Tokyo 2020 to Use Recycled Gold in Medals

Society

On November 9, the organizing committee announced that medals for the 2020 Tokyo Olympic and Paralympic Games will be made using gold, silver, and other metals recovered from old mobile phones, smartphones, and computers. In addition to communicating the image of an environment-friendly Olympics and Paralympics, it is hoped recycled medals will generate greater public interest in the role of recycling in society.

The Push for “Urban Mine” Medals

The campaign to use recycled medals began in June 2015, when three cities—Hachinohe in Aomori Prefecture, Ōdate in Akita Prefecture, and Ichinoseki in Iwate Prefecture—submitted to the Tokyo Organizing Committee of the Olympic and Paralympic Games a proposal to use gold, silver, and bronze recovered from small end-of-life household appliances to make medals. In July 2016 the Eco Materials Forum, an association based in Tsukuba, Ibaraki Prefecture, that studies environmentally conscious materials, produced a prototype gold medal sourced only from recycled gold that meets Olympic medal specifications. At the same time, it launched an online petition calling on the organizing committee to adopt the idea.

Old electronics lying around unused in homes and offices have been dubbed “urban mines” due to their potential as sources of large amounts of rare and precious metals if recycled. On October 21 the city of Ōbu in Aichi Prefecture, together with its Shigakkan University and major electronics recycler Renet Japan Inc., launched the Committee for Cooperation on Urban Mine Medals. At the press conference held to announce the launch, four Rio Olympic medalists in women’s wrestling, including Yoshida Saori, rooted for the cause.

Okamura Hideto, mayor of Ōbu city, with four Rio Olympic medalists in women’s wrestling at the press conference calling for the use of recycled medals at the 2020 Tokyo games. (Photo courtesy of Committee for Cooperation on Urban Mine Medals)

College students were also involved in the drive.
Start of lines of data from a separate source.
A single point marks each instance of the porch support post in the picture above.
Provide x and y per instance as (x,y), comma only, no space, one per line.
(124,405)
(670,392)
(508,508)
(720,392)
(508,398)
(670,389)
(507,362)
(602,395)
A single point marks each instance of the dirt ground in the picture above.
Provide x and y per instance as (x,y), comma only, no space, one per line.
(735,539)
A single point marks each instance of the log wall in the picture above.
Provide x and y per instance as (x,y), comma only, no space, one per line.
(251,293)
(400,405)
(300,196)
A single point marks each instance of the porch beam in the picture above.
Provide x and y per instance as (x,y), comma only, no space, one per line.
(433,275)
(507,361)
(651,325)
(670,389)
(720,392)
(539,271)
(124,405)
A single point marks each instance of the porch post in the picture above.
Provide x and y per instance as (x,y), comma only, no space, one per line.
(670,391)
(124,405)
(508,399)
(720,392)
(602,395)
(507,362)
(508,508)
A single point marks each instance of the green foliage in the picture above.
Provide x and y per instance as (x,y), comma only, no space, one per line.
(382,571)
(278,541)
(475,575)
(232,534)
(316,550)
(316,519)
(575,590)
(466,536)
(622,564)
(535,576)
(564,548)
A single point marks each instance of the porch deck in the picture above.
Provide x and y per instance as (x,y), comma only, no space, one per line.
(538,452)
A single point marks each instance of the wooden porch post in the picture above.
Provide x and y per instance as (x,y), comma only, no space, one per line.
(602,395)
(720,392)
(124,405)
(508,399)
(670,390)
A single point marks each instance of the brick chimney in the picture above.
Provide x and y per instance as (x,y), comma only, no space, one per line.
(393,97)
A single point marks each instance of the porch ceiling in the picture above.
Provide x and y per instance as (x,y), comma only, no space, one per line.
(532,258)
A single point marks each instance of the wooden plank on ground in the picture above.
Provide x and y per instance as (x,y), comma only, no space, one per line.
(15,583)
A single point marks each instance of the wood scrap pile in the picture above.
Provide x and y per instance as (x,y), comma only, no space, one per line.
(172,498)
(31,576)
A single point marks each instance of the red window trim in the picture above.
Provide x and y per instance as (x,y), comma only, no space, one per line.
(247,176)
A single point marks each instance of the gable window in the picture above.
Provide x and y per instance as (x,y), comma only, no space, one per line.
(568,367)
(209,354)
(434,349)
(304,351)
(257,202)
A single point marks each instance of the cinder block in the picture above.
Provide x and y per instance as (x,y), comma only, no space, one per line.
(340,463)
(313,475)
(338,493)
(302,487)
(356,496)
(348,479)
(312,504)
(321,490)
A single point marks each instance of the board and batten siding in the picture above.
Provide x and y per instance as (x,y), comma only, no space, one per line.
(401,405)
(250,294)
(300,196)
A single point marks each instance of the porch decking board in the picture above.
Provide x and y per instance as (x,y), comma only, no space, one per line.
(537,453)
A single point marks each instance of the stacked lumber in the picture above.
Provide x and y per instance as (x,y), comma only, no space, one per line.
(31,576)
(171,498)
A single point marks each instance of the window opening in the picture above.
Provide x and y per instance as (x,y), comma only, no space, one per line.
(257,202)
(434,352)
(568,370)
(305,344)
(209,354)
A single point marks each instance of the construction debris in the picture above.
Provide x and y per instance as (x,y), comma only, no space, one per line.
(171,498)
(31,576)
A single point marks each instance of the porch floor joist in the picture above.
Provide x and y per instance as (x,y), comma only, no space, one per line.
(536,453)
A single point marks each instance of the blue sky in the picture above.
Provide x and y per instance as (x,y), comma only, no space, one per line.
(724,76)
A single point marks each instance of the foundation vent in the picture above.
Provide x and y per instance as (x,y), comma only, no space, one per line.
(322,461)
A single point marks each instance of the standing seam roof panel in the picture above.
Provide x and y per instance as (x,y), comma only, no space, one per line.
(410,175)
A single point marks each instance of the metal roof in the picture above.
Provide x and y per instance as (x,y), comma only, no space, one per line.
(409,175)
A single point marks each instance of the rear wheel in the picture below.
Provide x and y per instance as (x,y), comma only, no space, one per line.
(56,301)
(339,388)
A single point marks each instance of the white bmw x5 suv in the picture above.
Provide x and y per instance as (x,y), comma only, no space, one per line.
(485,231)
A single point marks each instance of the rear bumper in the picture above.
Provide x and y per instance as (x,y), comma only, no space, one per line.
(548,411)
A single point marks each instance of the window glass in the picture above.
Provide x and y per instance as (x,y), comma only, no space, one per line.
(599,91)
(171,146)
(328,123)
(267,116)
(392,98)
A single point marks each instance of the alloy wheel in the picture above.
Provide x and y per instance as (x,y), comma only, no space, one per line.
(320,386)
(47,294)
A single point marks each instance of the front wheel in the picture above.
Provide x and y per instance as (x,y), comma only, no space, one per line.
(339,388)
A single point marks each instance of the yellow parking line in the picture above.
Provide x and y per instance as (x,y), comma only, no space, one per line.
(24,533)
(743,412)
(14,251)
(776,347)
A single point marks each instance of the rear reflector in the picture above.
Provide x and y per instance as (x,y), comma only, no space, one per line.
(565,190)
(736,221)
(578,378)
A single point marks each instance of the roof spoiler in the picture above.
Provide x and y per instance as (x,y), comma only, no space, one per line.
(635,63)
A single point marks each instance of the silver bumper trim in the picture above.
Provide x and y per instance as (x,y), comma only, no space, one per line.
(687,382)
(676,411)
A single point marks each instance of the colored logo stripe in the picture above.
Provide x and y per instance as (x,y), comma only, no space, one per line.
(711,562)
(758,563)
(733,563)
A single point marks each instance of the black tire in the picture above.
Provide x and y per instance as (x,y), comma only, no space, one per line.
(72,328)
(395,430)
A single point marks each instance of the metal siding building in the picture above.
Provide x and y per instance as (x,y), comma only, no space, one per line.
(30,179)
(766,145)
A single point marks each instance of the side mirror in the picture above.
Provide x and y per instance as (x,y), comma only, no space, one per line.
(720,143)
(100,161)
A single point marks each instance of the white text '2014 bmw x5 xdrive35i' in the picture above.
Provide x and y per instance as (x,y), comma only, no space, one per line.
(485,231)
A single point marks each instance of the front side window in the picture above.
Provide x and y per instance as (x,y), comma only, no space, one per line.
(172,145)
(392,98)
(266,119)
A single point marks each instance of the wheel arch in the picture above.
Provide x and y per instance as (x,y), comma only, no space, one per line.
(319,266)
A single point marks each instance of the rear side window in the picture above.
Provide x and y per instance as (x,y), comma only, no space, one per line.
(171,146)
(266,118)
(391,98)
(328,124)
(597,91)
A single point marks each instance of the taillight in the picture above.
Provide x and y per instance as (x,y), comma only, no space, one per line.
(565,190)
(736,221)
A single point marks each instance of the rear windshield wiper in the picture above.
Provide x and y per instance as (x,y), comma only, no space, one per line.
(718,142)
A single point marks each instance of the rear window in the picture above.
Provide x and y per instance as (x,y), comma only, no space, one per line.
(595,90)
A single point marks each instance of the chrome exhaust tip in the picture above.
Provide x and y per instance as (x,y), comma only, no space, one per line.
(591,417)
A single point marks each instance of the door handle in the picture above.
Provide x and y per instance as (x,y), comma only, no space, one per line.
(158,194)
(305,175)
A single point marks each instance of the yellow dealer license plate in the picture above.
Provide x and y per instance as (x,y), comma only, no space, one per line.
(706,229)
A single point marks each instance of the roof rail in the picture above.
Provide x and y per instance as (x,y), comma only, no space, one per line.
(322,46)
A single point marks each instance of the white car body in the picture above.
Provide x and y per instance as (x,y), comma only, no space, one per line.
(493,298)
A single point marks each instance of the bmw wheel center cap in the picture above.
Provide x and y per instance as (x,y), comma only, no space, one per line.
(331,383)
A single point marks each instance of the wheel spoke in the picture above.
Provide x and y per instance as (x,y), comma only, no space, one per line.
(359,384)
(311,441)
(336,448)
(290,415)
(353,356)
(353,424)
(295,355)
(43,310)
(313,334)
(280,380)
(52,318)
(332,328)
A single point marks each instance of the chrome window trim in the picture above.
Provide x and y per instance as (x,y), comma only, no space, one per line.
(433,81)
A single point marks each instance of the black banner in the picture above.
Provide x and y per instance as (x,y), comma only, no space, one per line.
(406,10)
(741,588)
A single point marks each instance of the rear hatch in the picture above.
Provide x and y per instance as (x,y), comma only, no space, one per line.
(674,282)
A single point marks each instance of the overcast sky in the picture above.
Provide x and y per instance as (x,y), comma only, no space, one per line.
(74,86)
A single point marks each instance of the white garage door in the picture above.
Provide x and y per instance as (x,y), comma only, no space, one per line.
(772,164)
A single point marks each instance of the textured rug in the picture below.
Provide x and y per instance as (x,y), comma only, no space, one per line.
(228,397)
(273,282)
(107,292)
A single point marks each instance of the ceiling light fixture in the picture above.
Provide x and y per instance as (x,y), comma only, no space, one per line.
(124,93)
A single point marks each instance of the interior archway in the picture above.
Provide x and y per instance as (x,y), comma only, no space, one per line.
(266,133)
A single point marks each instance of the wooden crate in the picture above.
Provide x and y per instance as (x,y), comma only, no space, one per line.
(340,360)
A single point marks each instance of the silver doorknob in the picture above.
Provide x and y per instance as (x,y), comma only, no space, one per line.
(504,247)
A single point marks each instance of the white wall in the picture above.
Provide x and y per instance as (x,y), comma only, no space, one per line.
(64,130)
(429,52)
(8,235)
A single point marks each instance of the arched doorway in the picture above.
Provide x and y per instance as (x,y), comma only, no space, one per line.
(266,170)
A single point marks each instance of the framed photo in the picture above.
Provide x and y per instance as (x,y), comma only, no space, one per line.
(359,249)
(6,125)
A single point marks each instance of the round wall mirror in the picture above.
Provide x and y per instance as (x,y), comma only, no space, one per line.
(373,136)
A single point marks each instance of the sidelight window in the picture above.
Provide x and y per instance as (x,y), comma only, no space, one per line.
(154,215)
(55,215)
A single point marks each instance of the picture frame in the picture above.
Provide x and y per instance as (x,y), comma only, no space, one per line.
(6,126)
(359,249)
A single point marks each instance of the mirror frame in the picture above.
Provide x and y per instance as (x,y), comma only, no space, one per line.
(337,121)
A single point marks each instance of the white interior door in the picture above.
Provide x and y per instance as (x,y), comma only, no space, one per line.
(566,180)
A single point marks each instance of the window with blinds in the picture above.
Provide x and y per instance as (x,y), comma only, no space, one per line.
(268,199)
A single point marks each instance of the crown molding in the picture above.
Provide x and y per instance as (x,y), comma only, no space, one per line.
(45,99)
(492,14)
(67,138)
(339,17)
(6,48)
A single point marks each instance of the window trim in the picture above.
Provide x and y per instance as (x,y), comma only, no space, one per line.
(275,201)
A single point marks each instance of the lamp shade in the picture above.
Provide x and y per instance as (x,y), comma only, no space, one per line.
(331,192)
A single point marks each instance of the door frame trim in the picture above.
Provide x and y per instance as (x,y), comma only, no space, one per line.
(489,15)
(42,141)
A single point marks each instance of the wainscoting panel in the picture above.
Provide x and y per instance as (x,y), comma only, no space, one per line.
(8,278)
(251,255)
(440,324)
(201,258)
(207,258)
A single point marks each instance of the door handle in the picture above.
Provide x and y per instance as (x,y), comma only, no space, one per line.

Environment Rodorigues, a student-run environmental nonprofit group at Waseda University, collected signatures as well as used products at events across Tokyo and on campus. Campaigners’ efforts were rewarded with last week’s decision by the organizing committee to adopt recycled medals.

Largely Untapped: Disused Mobile Phones and Computers

The Act on Promotion of Recycling of Small Waste Electrical and Electronic Equipment, enacted in 2013, put in place a system for collecting and recycling end-of-life products such as mobile phones, computers, digital cameras, and game consoles. According to statistics by the Ministry of the Environment and the Ministry of Economy, Trade, and Industry, each year 650,000 tons’ worth of small appliances reach the end of their life cycles in Japan. If all of these appliances were collected and recycled, 280,000 tons of metal could be reused, for a total value of ¥84.4 billion.

Shredded and sorted scraps containing gold, silver, and bronze. (Photo courtesy of Re-Tem Corp.)

But the current recovery rate is a dismal 7.7%. Over 200 million mobile phones and over 30 million personal computers are thought to be gathering dust in homes and offices.

Some of these old appliances fall in the hands of unauthorized waste collectors. Materials recovered by these operators often undergo insufficient recycling processes at inferior facilities, giving rise to concerns of environmental damage, particularly overseas.

Sparking Change in Attitudes toward Recycling

“If devices that people put out to recycle are actually reused as material for gold medals, they will be happy to have done it,” says Chairman Harada Kōmei of the Ecomaterials Forum. “Seeing the visible results of one’s actions will dramatically change people’s attitudes toward recycling.” Therein, he stresses, lies the project’s significance.

To prevent theft, small electrical and electronic goods recovered under the recycling promotion act are made fully traceable. Since recyclers provide updated information on the status of the goods, “You would be able to track down which factory recycled your mobile phone or computer into metal and which medal in what Olympic event it was used for.” This would be a great way of demonstrating Japan’s technology to the world, Harada asserts.

A mother and daughter look at how a medal is made from recycled material at the booth of Environment Rodorigues during an environmental event on October 8, 2016, in Minato, Tokyo.

The silver and bronze medals at the 2016 Summer Olympics in Rio de Janeiro were claimed to contain 30% recycled material, but there was no mention of recycled gold in the gold medals. The Ecomaterials Forum estimates that 9.6 kilograms of gold, 1.2 tons of silver, and 700 kg of bronze will be needed to manufacture the medals for the Tokyo Olympic and Paralympic Games. Sourcing all 9.6 kg of this gold from recycled materials would require roughly 320,000 mobile phones or 50,000 computers.

(Originally written in Japanese by Ishii Masato of Nippon.com and published on November 8, 2016. Banner photo: A member of Environment Rodorigues, Waseda University, holds up a prototype gold medal made from recycled materials next to a poster of Olympic medals through the years.)